Processing visual information effectively is a key step towards achieving Artificial General Intelligence (AGI). Although much progress has been made in artificial intelligence technologies, conventional Visual Question Answering (VQA) systems are still restricted by the inability to process and reason about more than one image at a time. The “Multi-Image Question Answering” (MIQA) task seeks to address this issue by enabling AI systems to interpret and analyze whole collections of visual data.
Google’s “Needle-In-A-Haystack” (NIAH) challenge has emerged as a popular tool for analyzing an AI model’s capacity to process “long contexts” or large sets of input data such as extended documents, videos, or hundreds of images. In NIAH, critical information (the “needle”) relevant to a specific question is hidden within a vast amount of data (the “haystack”).
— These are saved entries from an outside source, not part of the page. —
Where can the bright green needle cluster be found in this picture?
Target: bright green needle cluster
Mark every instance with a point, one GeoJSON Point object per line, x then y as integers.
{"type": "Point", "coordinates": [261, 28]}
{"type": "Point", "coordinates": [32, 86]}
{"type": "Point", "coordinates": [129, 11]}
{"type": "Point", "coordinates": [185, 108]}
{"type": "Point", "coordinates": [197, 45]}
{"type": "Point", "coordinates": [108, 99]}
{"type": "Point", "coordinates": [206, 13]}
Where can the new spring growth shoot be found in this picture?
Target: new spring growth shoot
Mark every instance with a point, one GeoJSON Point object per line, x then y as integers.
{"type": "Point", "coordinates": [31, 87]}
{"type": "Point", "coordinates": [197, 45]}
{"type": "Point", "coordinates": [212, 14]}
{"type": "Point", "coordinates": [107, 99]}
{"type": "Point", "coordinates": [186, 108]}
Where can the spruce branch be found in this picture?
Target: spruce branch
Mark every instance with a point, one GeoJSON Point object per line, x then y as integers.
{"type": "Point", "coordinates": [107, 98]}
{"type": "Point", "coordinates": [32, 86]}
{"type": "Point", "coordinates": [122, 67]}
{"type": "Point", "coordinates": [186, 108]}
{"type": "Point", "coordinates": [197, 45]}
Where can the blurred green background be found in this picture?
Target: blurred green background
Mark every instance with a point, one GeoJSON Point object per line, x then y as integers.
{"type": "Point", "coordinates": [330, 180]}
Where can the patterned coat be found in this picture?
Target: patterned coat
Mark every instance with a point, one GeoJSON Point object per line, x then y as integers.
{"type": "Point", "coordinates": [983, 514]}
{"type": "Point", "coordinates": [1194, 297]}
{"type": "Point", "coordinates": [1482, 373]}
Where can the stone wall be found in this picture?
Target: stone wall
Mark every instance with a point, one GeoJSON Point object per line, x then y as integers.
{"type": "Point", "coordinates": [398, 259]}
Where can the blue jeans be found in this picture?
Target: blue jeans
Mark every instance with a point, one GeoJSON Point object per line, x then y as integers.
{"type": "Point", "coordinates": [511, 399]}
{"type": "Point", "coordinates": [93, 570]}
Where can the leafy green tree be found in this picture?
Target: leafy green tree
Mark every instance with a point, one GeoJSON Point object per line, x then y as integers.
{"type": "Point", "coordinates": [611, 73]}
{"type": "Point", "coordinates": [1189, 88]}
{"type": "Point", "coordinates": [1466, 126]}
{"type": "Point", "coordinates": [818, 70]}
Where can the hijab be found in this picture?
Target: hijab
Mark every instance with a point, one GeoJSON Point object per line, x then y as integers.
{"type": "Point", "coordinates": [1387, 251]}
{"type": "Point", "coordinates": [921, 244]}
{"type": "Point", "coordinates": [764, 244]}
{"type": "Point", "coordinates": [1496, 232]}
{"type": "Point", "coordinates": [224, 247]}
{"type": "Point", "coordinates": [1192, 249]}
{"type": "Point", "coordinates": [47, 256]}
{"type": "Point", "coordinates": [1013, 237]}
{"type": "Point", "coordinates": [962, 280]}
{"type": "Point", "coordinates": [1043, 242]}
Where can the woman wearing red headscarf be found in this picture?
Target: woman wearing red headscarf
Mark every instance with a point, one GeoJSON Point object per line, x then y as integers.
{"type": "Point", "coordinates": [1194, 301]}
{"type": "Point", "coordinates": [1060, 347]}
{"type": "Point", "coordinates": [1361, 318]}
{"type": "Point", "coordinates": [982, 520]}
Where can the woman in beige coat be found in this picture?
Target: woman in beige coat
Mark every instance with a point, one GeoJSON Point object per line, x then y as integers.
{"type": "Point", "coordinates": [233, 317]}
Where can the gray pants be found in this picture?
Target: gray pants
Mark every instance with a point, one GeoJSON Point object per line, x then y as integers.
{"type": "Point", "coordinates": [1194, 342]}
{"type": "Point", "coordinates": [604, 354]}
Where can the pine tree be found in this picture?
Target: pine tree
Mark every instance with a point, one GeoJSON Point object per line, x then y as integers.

To explore AI’s potential further in visual-centric long-context reasoning capabilities, the Visual Haystacks (VHs) benchmark was introduced. VHs, designed to test Large Multimodal Models (LMMs), focuses on visual retrieval and reasoning across large, uncorrelated image sets. This pioneering benchmark has two main challenges, Single-Needle and Multi-Needle, each of which tests a model’s ability to accurately locate and analyze relevant images before answering questions.
The VHs benchmark reveals that current LMMsWith struggle with ‘Visual Distractors’, have difficulty reasoning across multiple images, and the position of the ‘needle’ image in the input sequence can significantly impact outcomes. To address these issues, the open-source MIRAGE (Multi-Image Retrieval Augmented Generation) was introduced. MIRAGE leverages a query-aware compression model, uses a retriever trained to predict if an image is relevant and augments existing single-image instruction fine-tuning data with multi-image reasoning data.
Tests with MIRAGE showed it was able to handle more images while achieving state-of-the-art performance on most single-needle tasks. It also outperformed others on multi-image tasks and delivered competitive single-image Question-Answer performance. MIRAGE’s co-trained retriever also performed significantly better than CLIP without sacrificing efficiency.
The Visual Haystacks (VHs) benchmark identifies three prevalent deficiencies in current Large Multimodal Models: problems with visual distraction, difficulties in reasoning across multiple images, and issues with image sequence positioning. The MIRAGE, as a visual Retriever-Augmented Generator, offers a way to address these problems. Developers and researchers are encouraged to use the Visual Haystacks framework to help identify and rectify deficiencies in future LMM projects, advancing the frontiers of AGI.